なぜスマートウォッチは売れないのか?「質」の重要性を認識できないビジネス界
あなたはなんのために腕時計をはめているのでしょうか。おそらく「時刻を確認するため」と答えるでしょう。本当にそうなのでしょうか。時間を見るだけであればスマートフォン(スマホ)で見ることもできるでしょう。実際、ありとあらゆる場所で誰もがスマホを触っている光景を目にします。つまり、時間を見るためだけに腕時計をはめているという理屈だけでは、この問いは説明できません。
では、なんのためにはめているのでしょうか。
ひとつ考えられるのは、趣味・嗜好のアイテムとしての可能性です。顧客が製品に対して期待する価値は、個人の趣味・嗜好、感性、情緒などに由来する価値と、製品の機能が生み出す価値に分類されます。腕時計であれば、前者はかっこいい、●●のブランド、好きな色・デザインというような価値であるのに対して、後者は、厚さが薄い、重量が軽い、正確で狂わない、というような価値になります。
スマホで時間を見ることができるのに、腕時計をはめるというのは、この趣味・嗜好型の価値を求めている可能性が高いのです。もちろん、時間を見るためにはめているという理由も考えられるでしょう。しかしながら、それが中心ではなくなってきているのです。実際、日本時計協会によると、2017年の国内の腕時計の販売台数は3370万個で、国内メーカー製が26%、輸入品が74%のシェアとなっています。国内メーカーの製品は極めて優秀で、機能的には世界に誇れる技術を持っています。にもかかわらず、26%しか売れていないということを見ると、もはや腕時計に求める価値は、正確さ、軽さというような機能的な価値だけではなくなってきているのが読み取れます。
では、スマートウォッチはなんのためにはめるのでしょうか。

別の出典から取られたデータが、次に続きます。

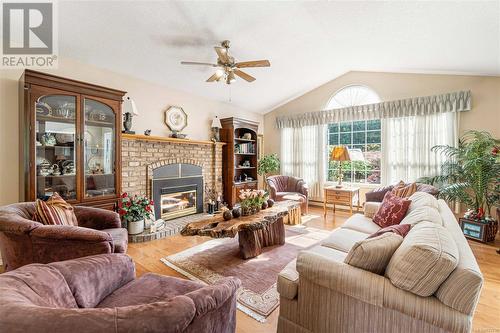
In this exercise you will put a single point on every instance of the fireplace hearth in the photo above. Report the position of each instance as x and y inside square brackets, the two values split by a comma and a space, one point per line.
[177, 190]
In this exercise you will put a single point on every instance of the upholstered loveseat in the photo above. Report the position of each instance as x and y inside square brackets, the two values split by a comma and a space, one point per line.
[319, 292]
[289, 188]
[100, 294]
[24, 241]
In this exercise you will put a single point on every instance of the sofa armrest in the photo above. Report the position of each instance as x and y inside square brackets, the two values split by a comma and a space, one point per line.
[212, 297]
[57, 243]
[371, 208]
[93, 278]
[97, 218]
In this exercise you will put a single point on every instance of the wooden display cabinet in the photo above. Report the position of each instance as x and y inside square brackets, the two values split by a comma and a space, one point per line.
[69, 140]
[239, 157]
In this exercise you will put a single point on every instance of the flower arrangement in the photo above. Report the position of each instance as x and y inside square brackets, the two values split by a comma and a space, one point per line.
[134, 208]
[252, 200]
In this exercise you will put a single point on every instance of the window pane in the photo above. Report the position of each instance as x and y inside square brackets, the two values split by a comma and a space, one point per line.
[359, 125]
[373, 137]
[333, 128]
[373, 124]
[333, 139]
[346, 127]
[358, 138]
[345, 138]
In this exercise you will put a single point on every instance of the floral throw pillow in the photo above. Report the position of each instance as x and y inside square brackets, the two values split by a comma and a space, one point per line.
[392, 211]
[54, 211]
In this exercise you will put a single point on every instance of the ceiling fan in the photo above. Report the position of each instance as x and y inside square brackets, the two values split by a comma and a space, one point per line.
[226, 66]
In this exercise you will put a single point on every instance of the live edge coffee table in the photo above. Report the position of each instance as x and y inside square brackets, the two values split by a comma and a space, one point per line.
[266, 228]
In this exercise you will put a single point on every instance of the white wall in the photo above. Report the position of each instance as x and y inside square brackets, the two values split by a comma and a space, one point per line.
[151, 100]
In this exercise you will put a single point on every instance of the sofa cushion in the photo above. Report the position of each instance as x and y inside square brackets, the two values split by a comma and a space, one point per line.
[419, 199]
[424, 260]
[461, 289]
[361, 223]
[398, 229]
[55, 211]
[120, 239]
[392, 211]
[422, 213]
[343, 239]
[373, 254]
[288, 281]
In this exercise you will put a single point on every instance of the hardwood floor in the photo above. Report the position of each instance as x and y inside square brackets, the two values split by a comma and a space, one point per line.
[147, 255]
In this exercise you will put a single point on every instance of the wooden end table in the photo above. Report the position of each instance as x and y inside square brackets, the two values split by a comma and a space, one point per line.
[266, 228]
[341, 196]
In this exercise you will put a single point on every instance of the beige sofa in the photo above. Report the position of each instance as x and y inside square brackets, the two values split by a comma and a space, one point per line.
[321, 293]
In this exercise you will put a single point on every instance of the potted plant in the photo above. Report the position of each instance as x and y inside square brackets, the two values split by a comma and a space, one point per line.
[267, 165]
[133, 211]
[471, 174]
[251, 201]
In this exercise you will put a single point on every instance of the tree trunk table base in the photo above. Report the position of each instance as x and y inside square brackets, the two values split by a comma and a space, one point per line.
[255, 232]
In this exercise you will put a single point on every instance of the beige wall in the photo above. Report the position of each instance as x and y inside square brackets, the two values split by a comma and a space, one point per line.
[485, 114]
[151, 100]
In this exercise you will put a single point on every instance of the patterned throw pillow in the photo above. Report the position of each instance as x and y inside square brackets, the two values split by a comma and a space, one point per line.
[399, 229]
[404, 191]
[55, 211]
[392, 211]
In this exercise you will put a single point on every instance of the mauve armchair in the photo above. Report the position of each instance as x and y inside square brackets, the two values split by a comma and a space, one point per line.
[100, 294]
[23, 241]
[289, 188]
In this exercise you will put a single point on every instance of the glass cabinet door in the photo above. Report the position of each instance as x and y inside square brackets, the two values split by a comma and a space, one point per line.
[99, 149]
[55, 137]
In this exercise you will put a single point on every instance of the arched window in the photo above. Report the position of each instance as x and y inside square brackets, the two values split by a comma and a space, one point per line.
[364, 135]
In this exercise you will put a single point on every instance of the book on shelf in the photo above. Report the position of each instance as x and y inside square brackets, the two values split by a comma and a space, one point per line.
[245, 148]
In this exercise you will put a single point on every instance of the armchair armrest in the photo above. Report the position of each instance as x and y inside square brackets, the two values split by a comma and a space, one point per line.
[95, 277]
[97, 218]
[57, 242]
[371, 208]
[210, 298]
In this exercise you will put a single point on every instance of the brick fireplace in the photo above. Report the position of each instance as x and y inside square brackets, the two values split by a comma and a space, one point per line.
[144, 157]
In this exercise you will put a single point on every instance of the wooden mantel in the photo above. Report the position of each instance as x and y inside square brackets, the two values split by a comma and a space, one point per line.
[141, 137]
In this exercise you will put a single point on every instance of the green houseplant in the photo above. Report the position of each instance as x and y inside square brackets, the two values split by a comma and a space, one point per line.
[268, 164]
[133, 210]
[470, 173]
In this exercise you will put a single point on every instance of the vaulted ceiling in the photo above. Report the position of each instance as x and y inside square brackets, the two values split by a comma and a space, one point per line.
[308, 43]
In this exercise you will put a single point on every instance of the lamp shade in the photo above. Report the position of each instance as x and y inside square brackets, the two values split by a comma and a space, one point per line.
[216, 123]
[129, 106]
[339, 153]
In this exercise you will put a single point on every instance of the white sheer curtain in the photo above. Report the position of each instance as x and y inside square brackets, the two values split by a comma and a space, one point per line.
[407, 143]
[303, 155]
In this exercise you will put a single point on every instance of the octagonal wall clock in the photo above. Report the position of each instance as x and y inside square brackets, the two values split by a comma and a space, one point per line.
[175, 119]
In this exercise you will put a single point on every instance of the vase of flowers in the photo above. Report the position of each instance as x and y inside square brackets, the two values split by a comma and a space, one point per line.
[251, 201]
[133, 211]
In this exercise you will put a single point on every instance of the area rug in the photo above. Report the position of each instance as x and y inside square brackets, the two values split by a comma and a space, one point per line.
[218, 258]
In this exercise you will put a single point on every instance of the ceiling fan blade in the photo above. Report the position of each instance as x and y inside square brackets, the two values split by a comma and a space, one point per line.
[222, 53]
[244, 75]
[256, 63]
[215, 77]
[197, 63]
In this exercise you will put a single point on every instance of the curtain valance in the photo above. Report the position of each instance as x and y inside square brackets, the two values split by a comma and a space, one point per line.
[450, 102]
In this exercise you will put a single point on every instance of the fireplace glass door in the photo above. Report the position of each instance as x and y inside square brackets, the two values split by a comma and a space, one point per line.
[178, 204]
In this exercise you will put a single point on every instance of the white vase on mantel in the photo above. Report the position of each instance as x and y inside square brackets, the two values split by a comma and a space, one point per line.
[136, 227]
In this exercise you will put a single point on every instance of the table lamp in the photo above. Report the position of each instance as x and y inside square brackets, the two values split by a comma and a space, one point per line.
[341, 154]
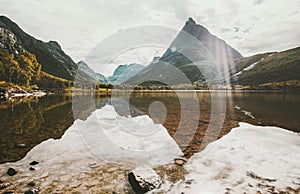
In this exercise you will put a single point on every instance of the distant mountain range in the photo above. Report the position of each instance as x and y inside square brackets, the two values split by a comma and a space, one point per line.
[194, 57]
[180, 62]
[123, 72]
[26, 60]
[273, 70]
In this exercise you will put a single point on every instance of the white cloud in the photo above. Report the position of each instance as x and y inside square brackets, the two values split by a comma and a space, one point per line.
[78, 25]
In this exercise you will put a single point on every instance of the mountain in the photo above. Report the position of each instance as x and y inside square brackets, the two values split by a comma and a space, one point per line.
[86, 71]
[124, 72]
[50, 55]
[194, 56]
[267, 68]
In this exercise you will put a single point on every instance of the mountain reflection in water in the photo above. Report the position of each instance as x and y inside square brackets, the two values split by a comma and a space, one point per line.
[30, 121]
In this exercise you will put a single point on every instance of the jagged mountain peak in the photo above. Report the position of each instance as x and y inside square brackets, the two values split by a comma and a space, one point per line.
[190, 21]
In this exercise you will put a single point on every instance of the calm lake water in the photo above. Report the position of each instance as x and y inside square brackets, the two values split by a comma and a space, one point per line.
[193, 119]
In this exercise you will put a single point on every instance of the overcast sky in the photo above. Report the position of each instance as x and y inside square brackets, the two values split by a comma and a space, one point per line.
[250, 26]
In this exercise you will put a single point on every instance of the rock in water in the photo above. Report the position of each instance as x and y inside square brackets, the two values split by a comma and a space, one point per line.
[143, 180]
[4, 185]
[11, 172]
[180, 161]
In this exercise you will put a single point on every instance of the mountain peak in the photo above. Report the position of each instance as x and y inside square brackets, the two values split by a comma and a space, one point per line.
[190, 21]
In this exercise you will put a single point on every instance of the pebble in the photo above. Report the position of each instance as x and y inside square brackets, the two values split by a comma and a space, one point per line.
[94, 165]
[11, 172]
[4, 185]
[9, 192]
[180, 161]
[21, 145]
[32, 191]
[112, 169]
[31, 184]
[33, 163]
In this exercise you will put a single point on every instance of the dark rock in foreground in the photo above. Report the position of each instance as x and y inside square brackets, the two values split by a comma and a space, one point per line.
[11, 172]
[34, 163]
[143, 180]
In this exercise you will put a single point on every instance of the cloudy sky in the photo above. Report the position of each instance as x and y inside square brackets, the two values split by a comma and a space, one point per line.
[250, 26]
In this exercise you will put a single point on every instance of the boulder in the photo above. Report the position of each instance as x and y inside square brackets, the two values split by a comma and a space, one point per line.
[33, 163]
[11, 172]
[144, 179]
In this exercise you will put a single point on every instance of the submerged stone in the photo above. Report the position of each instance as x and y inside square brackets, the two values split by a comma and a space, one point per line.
[11, 172]
[33, 163]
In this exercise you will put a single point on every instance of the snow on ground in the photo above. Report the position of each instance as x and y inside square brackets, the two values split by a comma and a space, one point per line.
[247, 113]
[247, 160]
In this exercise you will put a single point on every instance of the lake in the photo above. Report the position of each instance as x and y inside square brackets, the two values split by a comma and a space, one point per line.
[29, 121]
[88, 141]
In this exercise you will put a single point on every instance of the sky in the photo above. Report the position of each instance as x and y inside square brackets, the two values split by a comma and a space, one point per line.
[250, 26]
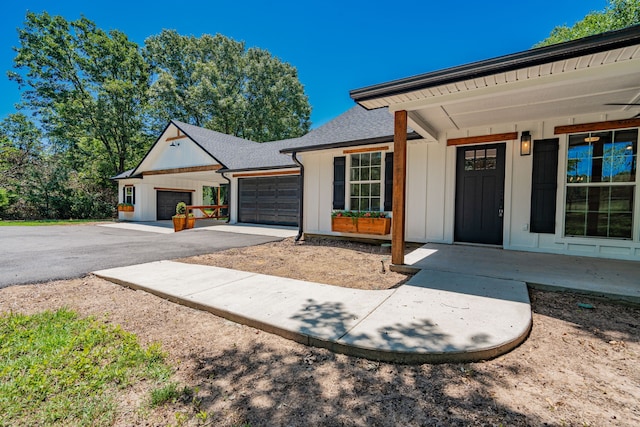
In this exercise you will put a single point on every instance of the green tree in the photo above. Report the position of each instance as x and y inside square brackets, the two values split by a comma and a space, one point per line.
[617, 15]
[87, 87]
[21, 153]
[215, 82]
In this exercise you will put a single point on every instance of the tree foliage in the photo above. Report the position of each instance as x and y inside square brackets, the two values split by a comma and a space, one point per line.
[99, 100]
[88, 87]
[38, 182]
[617, 15]
[215, 82]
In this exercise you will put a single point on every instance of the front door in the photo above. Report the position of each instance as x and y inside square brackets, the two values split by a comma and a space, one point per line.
[480, 194]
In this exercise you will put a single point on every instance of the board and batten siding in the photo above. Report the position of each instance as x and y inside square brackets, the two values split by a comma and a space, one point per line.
[431, 170]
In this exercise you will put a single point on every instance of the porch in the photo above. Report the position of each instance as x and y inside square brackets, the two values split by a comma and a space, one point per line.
[609, 278]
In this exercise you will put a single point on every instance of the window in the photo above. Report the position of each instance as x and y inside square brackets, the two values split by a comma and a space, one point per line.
[129, 195]
[601, 177]
[365, 182]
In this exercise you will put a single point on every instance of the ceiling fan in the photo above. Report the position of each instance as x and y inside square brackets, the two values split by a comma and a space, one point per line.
[631, 104]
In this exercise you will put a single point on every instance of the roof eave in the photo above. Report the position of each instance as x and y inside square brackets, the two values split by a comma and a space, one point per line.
[529, 58]
[258, 168]
[345, 144]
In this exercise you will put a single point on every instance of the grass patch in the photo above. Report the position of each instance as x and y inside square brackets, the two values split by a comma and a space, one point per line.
[40, 222]
[56, 368]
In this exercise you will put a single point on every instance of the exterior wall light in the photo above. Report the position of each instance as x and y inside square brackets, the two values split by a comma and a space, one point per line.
[525, 143]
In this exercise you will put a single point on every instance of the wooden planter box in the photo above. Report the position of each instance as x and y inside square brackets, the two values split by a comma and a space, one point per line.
[190, 222]
[344, 224]
[379, 226]
[178, 223]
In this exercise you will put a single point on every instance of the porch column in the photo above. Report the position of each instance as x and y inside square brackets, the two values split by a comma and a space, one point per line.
[399, 187]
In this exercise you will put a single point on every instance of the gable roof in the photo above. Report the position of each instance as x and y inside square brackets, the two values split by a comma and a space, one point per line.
[356, 126]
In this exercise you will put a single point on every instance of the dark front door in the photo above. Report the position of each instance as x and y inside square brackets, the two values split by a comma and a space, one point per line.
[480, 194]
[269, 200]
[166, 202]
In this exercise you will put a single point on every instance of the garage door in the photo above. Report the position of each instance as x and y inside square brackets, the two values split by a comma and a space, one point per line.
[270, 200]
[166, 202]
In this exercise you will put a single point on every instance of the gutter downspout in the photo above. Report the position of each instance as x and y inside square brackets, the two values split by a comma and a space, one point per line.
[294, 155]
[228, 197]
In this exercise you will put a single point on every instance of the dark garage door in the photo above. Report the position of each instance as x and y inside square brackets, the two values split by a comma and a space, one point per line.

これを考えるために、スマートウォッチについて整理してみましょう。
現在、大部分のスマートウォッチは、体温、心拍数などの生体センサーを搭載し、スマホと連動させることでその数値をメールで確認することもできます。万歩計、活動量計などの機能もあるようです。大別すると、生体センサーによる測定機能と、スマホとの連動による機能、環境・活動量などを測定する機能に分類することができそうです。
スマートウォッチは「中途半端な製品」
話を戻します。スマートウォッチはなんのためにはめるのでしょうか。時間を見るのであれば腕時計で済むでしょう。メールを見るのも、あれだけ小さい画面だと、お世辞にも見やすいとは言えません。歩数や活動量を知りたければ、万歩計でもある程度は見ることができるでしょう。